Entrepreneurship comes with its own challenges. During the inception process, you tend to see the bright side of entrepreneurship and put all your eggs in one basket. You positively assume that it will be successful. But, upon launch you realise that success is not that easy.
Either the market is unstable or there is a shortage of resources. These are just some problems that an entrepreneur faces due to being intuitive, overconfident or unprepared. While being intuitive is good but not weighing all your options or decisions concerning the business may lead to several losses.
What should entrepreneurs do?
If there is one area that entrepreneurs usually ignore, that is financial planning. One of the most important aspects of being a successful entrepreneur is being financially prepared for the best as well as for the worst.
Entrepreneurship and financial planning are two sides of the same coin. Investors and venture capitalists tend to see business plans including financial plans and projections or assumptions behind a forecast. A common mistake made by entrepreneurs is that their financial projections are too unrealistic and unattainable, leading to not achieving the desired funding. To tackle this, it is always advised to process the ins and outs of money management or get the desired guidance by a certified financial planner.
What else?
Financial analysis is another important aspect for a business to become successful. Young entrepreneurs fail to foresee the financial imbalances or repercussions they may have to bear if the returns are not as expected. To establish a sound financial goal of a company, financial analysis or planning is crucial. To assess the imbalances either the projections need to be revisited or the method taken to achieve the projections need to be renewed or changed. Either way, you need to know what went wrong or what went right.
Not only are entrepreneurs a renowned source of innovation, creativity and growth but their ability to achieve the set outcomes are directly intertwined with being able to make the right financial decisions. Entrepreneurship is vital in the creation of a healthy and independent economy. Not only are they a force for driving innovation but also help drive job creation and fuel a sustainable community of other entrepreneurs or start-up enthusiasts.
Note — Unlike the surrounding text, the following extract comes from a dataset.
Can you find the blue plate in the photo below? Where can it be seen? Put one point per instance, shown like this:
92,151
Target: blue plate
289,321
It is important for entrepreneurs to feel confident not only in their ideas but also in themselves. One way of achieving this is a sound financial plan or future. If your personal finance is sound, it can give you the conviction needed to support a plan for your business, as well.
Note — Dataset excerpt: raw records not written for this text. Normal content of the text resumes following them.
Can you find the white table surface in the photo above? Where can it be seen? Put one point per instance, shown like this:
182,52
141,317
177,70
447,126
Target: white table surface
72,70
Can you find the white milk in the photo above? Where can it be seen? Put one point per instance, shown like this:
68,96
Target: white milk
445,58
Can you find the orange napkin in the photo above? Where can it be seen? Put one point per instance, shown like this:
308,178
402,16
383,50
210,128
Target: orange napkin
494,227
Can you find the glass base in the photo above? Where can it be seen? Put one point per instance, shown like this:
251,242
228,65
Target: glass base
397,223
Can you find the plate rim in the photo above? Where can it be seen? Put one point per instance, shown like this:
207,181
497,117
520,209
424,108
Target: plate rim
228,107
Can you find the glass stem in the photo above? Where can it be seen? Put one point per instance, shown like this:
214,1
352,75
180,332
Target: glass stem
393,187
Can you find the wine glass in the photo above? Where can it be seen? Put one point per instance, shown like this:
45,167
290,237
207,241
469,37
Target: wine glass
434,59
Another reason a financial plan is crucial for young entrepreneurs is that it allows you to gauge the type of funding your business will require. A lot of investors or venture capitalists usually look at funding that is higher or at a set value. In case your business does not match the requirements of the particular funding, you may have to carve out a plan appropriate for the current running of the business- it may require you to take a loan from close friends or family.
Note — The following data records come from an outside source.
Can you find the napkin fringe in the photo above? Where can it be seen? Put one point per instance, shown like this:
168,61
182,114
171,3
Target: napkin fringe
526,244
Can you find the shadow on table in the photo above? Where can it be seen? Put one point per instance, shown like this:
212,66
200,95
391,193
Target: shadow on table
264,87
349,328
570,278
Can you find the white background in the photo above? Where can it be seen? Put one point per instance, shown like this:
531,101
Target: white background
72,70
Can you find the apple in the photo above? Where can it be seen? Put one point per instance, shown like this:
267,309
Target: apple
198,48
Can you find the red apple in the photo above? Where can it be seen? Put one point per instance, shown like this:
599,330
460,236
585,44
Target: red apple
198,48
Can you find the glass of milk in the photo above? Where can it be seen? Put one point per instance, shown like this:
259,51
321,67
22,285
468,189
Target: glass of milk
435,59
Repayment of those loans becomes an added responsibility. To combat these, the readiness of a financial plan is again mandatory to allow the smooth running of your business.
It is advised to revisit your financial plans frequently to avoid any financial loopholes and help you create a balanced future. Increased financial stability, literacy or a sound financial plan not only helps you succeed as an entrepreneur but helps you grow as an individual and a community.